Penelope nickte. »Es gibt ein staatliches Archiv für Militärgeschichte. Dort lagern auch alte Personalakten. Soll ich mal nachsehen, ob ich etwas dazu finde?«

»Mach das«, sagte Pierre, obwohl er nicht sicher war, ob diese Information sie zum Täter führen würde. »Ich werde jetzt Commissaire Lechat anrufen. So können wir nicht weitermachen. Ich will zurück ins Ermittlerteam und da …«

Eine Bewegung, die sich in seinem Display spiegelte, ließ ihn innehalten. Er schwenkte das Telefon vorsichtig hin und her. Jetzt erkannte er den Umriss eines Mannes, der im Dunkel des seitlichen Fenstervorsprunges vor der Wache verharrte und zwischen dem Spalt in den Vorhängen hindurchlinste. Pierre konnte die tief ins Gesicht gezogene Schirmmütze erahnen, den bis zur Nase reichenden Schal.

Er atmete tief durch. Sein Bauchgefühl hatte ihm recht gegeben. Die Observierung hatte nicht Frédéric Marechals Trüffelhof gegolten. Sondern ihm.

»Ich bitte euch, verhaltet euch vollkommen normal«, flüsterte Pierre, der das Telefon sinken ließ. »Tut so, als wärt ihr noch voll und ganz in die Ermittlungen vertieft. Auf keinen Fall dreht ihr euch um oder guckt aus dem Fenster. Ich werde jetzt gleich in mein Büro gehen und über den Hinterhof auf die Straße laufen.«

Penelope nickte. Dann tippte sie auf eine Karteikarte, als liege all ihr Interesse auf dem Papier. »Wer ist da draußen?«, wisperte sie.

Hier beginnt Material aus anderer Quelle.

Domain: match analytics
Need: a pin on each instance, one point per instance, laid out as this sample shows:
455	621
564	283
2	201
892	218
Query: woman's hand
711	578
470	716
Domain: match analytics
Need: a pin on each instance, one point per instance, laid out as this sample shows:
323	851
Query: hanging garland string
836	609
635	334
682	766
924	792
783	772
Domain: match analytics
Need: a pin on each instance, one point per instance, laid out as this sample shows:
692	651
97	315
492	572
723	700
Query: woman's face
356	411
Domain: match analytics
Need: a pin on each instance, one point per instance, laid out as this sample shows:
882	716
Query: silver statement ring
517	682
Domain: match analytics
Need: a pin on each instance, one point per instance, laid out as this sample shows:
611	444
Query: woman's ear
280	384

»Das weiß ich noch nicht. Aber ich werde seit meinem Besuch auf dem Trüffelhof verfolgt. Und ich will endlich wissen, von wem.«

»Es ist ein Risiko, den Kerl alleine zu stellen«, wandte Luc ein. »Wir sollten Verstärkung rufen.«

»Das dauert zu lange. Aber ich habe da eine Idee.« Pierre nahm seine leere Tasse und blickte in die Runde. »Möchte noch jemand einen Kaffee?«, fragte er in normaler Stimmlage.

»Nein, danke«, rief Luc, lauter als notwendig, und beugte sich mit demonstrativ gerunzelter Stirn über Penelopes Karteikarte.

Pierre ging in Richtung der Kaffeeküche, die vom Fenster aus nicht einsehbar war, und an ihr vorbei in sein Büro, wo er nach einem Paar Handschellen griff. Dann entriegelte er das Gitter vor seinem Fenster und kletterte ins Freie.